O zoólogo norte-americano Peter Daszak trabalha há anos em estreita colaboração com a virologista chinesa Shi Zhengli. Daszak preside a EcoHealth Alliance, uma organização internacional dedicada a investigar doenças que emergem da vida selvagem e ameaçam a humanidade. Em outubro de 2015, os dois analisaram o sangue de 218 habitantes de quatro cidadezinhas da província chinesa de Yunnan, moradores próximos de cavernas com morcegos. Seis das pessoas, quase 3% do total, tinham anticorpos contra os coronavírus similares ao SARS procedentes dos animais. Para Daszak, não faz sentido pensa em um vazamento de laboratório. “Esses saltos [dos vírus e animais para humanos] acontecem todos os dias”, escreveu ele em sua conta no Twitter.

“Vimos que 3% da população rural no Sudeste Asiático possui anticorpos contra o coronavírus de morcego. Isso significa que todos os anos entre um e sete milhões de pessoas são expostas a coronavírus relacionados à SARS no. É completamente ilógico pensar que não foi isso que levou ao atual surto “, acrescentou Daszak.

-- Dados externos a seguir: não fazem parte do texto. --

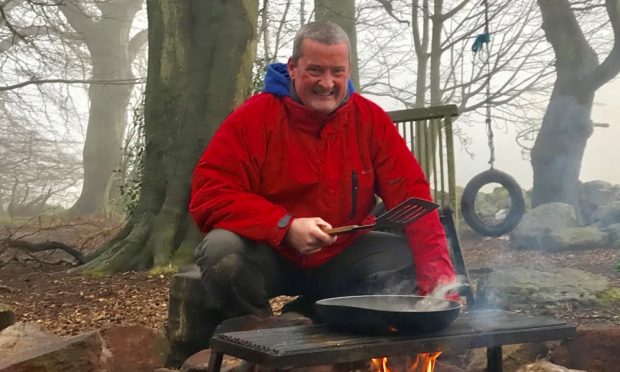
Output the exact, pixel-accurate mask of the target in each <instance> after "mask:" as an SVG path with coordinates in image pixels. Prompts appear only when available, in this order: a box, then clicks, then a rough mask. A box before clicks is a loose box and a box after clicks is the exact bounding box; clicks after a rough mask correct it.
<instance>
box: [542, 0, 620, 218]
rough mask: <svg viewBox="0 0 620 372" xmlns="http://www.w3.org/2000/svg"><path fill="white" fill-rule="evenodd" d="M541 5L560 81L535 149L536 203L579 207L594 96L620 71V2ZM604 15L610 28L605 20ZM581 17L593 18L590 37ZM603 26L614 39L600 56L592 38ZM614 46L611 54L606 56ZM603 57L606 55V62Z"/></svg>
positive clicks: (603, 51)
mask: <svg viewBox="0 0 620 372" xmlns="http://www.w3.org/2000/svg"><path fill="white" fill-rule="evenodd" d="M538 6H539V7H540V10H541V14H542V19H543V29H544V31H545V35H546V37H547V40H548V41H549V43H550V44H551V46H552V47H553V51H554V53H555V70H556V74H557V76H556V80H555V83H554V85H553V91H552V93H551V98H550V99H549V104H548V106H547V111H546V112H545V116H544V118H543V122H542V126H541V128H540V132H539V134H538V137H537V138H536V142H535V144H534V148H533V149H532V167H533V169H534V189H533V193H532V204H533V205H534V206H537V205H540V204H544V203H550V202H564V203H569V204H572V205H575V206H578V205H579V173H580V171H581V161H582V158H583V153H584V150H585V147H586V144H587V141H588V138H589V137H590V135H591V134H592V120H591V113H592V104H593V100H594V94H595V93H596V91H597V90H598V88H600V87H601V86H603V85H604V84H605V83H607V82H608V81H610V80H611V79H612V78H614V77H615V76H616V75H617V74H618V72H619V71H620V2H619V1H618V0H606V1H592V2H587V3H585V2H576V3H575V6H574V8H573V7H572V6H571V3H570V2H569V1H568V0H538ZM602 10H604V13H606V16H607V18H608V20H609V22H608V23H607V22H605V21H601V19H604V18H603V17H602V14H600V11H602ZM580 12H586V13H590V14H589V15H590V18H589V19H590V21H591V23H590V27H591V25H592V24H594V25H595V26H594V30H589V32H588V33H587V34H586V33H585V32H584V30H583V27H584V25H581V24H580V22H579V13H580ZM597 12H599V13H597ZM586 15H588V14H586ZM582 16H584V15H583V14H582ZM592 20H594V22H592ZM601 25H602V26H605V29H604V32H605V33H606V34H607V35H613V43H607V48H605V46H606V45H602V48H601V47H599V48H597V49H598V52H597V50H596V49H595V47H596V46H597V45H596V44H595V41H594V40H593V39H592V36H590V35H592V34H593V33H594V32H595V31H596V28H600V27H601ZM586 35H589V36H586ZM607 39H609V38H607ZM609 46H611V50H609V51H607V50H606V49H608V48H609ZM598 53H607V56H606V57H605V59H604V60H603V62H601V63H599V61H598Z"/></svg>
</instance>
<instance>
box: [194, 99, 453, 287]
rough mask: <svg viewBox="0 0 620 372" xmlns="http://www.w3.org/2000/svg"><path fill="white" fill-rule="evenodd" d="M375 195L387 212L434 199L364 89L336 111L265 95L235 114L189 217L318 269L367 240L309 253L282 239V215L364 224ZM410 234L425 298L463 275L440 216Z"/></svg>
mask: <svg viewBox="0 0 620 372" xmlns="http://www.w3.org/2000/svg"><path fill="white" fill-rule="evenodd" d="M375 193H376V194H378V195H379V196H380V197H381V198H382V199H383V200H384V202H385V204H386V206H387V208H392V207H393V206H395V205H396V204H398V203H399V202H402V201H403V200H405V199H406V198H408V197H411V196H416V197H420V198H424V199H428V200H430V199H431V195H430V189H429V185H428V183H427V181H426V178H425V176H424V174H423V172H422V169H421V168H420V166H419V164H418V162H417V161H416V160H415V159H414V157H413V155H412V154H411V152H410V151H409V149H408V148H407V146H406V145H405V142H404V140H403V139H402V137H401V136H400V134H399V133H398V131H397V129H396V127H395V125H394V124H393V123H392V121H391V120H390V118H389V116H388V115H387V114H386V113H385V111H383V110H382V109H381V108H379V107H378V106H377V105H376V104H374V103H372V102H371V101H369V100H367V99H365V98H363V97H362V96H360V95H359V94H356V93H354V94H352V95H351V96H350V98H349V100H348V101H347V102H346V103H345V104H344V105H343V106H341V107H340V108H339V109H338V110H336V112H334V113H332V114H330V115H325V114H318V113H316V112H313V111H310V110H309V109H307V108H306V107H305V106H303V105H301V104H298V103H296V102H295V101H293V100H292V99H291V98H289V97H282V96H276V95H273V94H269V93H261V94H259V95H256V96H254V97H252V98H250V99H249V100H247V101H246V102H245V103H244V104H243V105H241V106H240V107H239V108H238V109H237V110H235V111H234V112H233V113H232V114H231V115H230V116H228V117H227V118H226V120H225V121H224V122H223V123H222V125H221V126H220V128H219V129H218V131H217V132H216V134H215V135H214V137H213V139H212V140H211V142H210V143H209V146H208V147H207V149H206V151H205V152H204V154H203V155H202V157H201V159H200V161H199V162H198V164H197V166H196V169H195V171H194V176H193V180H192V193H191V201H190V213H191V214H192V216H193V217H194V220H195V221H196V223H197V224H198V226H199V228H200V229H201V230H202V231H203V232H204V233H207V232H208V231H210V230H211V229H214V228H222V229H226V230H230V231H233V232H235V233H237V234H239V235H241V236H244V237H246V238H249V239H252V240H255V241H258V242H262V243H268V244H270V245H271V246H272V247H274V249H276V250H277V251H278V252H279V253H280V254H282V255H283V256H285V257H286V258H287V259H289V260H290V261H292V262H294V263H295V264H297V265H298V266H300V267H303V268H312V267H316V266H319V265H321V264H323V263H325V262H327V261H328V260H330V259H332V258H333V257H334V256H336V255H337V254H338V253H340V252H341V251H343V250H344V249H346V248H347V247H348V246H349V245H350V244H351V243H352V242H353V240H354V239H356V237H357V236H359V234H345V235H342V236H339V237H338V240H337V241H336V243H334V244H333V245H331V246H328V247H325V248H323V249H322V250H320V251H319V252H317V253H314V254H312V255H309V256H301V255H299V254H298V253H297V252H296V251H295V250H293V249H291V248H289V247H286V246H285V245H284V244H283V243H282V240H283V237H284V235H285V233H286V230H287V228H288V227H278V222H279V221H280V220H281V219H282V217H283V216H285V215H287V214H291V215H293V216H294V217H321V218H323V219H324V220H326V221H327V222H329V223H330V224H331V225H332V226H334V227H338V226H344V225H352V224H361V223H362V221H363V220H365V219H367V218H369V214H370V213H371V211H372V208H373V207H374V206H375V196H374V195H375ZM370 218H372V217H370ZM406 234H407V238H408V241H409V243H410V246H411V248H412V253H413V256H414V262H415V271H416V279H417V282H418V285H419V287H420V291H421V292H422V294H426V293H427V292H429V291H430V290H432V289H433V288H434V287H435V285H436V284H437V282H438V281H450V280H452V279H454V270H453V268H452V264H451V261H450V258H449V254H448V250H447V248H446V238H445V234H444V230H443V228H442V226H441V224H440V222H439V218H438V214H437V212H433V213H431V214H429V215H428V216H426V217H423V218H422V219H420V220H419V221H417V222H415V223H413V224H411V225H409V226H408V227H407V228H406Z"/></svg>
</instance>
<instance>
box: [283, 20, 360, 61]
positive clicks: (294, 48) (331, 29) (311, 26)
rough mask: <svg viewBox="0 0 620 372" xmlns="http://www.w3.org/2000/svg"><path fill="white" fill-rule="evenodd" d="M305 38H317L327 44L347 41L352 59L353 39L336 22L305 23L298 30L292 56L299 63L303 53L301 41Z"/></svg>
mask: <svg viewBox="0 0 620 372" xmlns="http://www.w3.org/2000/svg"><path fill="white" fill-rule="evenodd" d="M304 39H311V40H315V41H318V42H319V43H321V44H325V45H333V44H340V43H347V50H348V51H349V60H350V59H351V41H349V36H348V35H347V33H346V32H345V31H344V30H343V29H342V27H340V26H338V25H337V24H335V23H334V22H329V21H316V22H310V23H307V24H305V25H303V26H302V27H301V28H300V29H299V31H297V34H296V35H295V40H294V41H293V55H292V56H291V59H292V60H293V62H294V63H297V61H299V58H301V56H302V54H303V50H302V47H301V43H302V42H303V41H304Z"/></svg>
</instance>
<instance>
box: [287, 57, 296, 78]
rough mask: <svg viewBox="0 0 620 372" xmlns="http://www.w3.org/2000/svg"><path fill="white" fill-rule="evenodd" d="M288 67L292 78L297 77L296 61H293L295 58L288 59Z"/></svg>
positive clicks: (289, 74) (288, 68)
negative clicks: (295, 68) (295, 70)
mask: <svg viewBox="0 0 620 372" xmlns="http://www.w3.org/2000/svg"><path fill="white" fill-rule="evenodd" d="M286 67H287V69H288V76H290V78H291V79H295V67H297V66H295V62H293V58H290V57H289V59H288V62H287V64H286Z"/></svg>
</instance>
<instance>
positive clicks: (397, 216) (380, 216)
mask: <svg viewBox="0 0 620 372" xmlns="http://www.w3.org/2000/svg"><path fill="white" fill-rule="evenodd" d="M437 207H439V205H437V204H435V203H433V202H431V201H428V200H424V199H420V198H409V199H407V200H405V201H404V202H402V203H400V204H398V205H397V206H395V207H394V208H392V209H390V210H389V211H387V212H385V213H383V214H382V215H380V216H379V217H377V219H376V220H375V222H374V223H371V224H368V225H349V226H341V227H335V228H333V229H327V230H325V232H326V233H328V234H329V235H341V234H347V233H351V232H354V231H358V230H372V229H378V228H394V227H401V226H404V225H408V224H410V223H412V222H414V221H417V220H418V219H420V218H421V217H423V216H425V215H426V214H428V213H429V212H432V211H433V210H435V209H437Z"/></svg>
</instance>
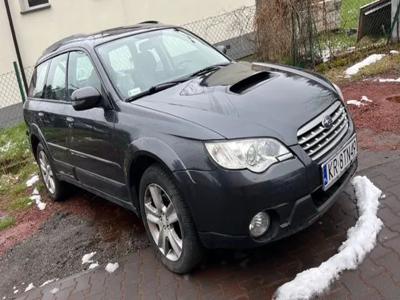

“Não houve acidente no laboratório!”, insistiu. “Entrar em cavernas de morcegos e caçá-los para comê-los, refugiar-se do clima do Sudeste Asiático em uma dessas cavernas ou morar perto de uma delas são coisas que acontecem todos os dias. E é assim que se propagam os vírus”, conclui Daszak, que debocha da necessidade de recorrer a explicações improváveis. Em 2003, recorda com ironia, o astrofísico britânico Chandra Wickramasinghe propôs uma teoria alternativa sobre a origem do vírus da SARS na revista médica The Lancet: poderia ter vindo do espaço.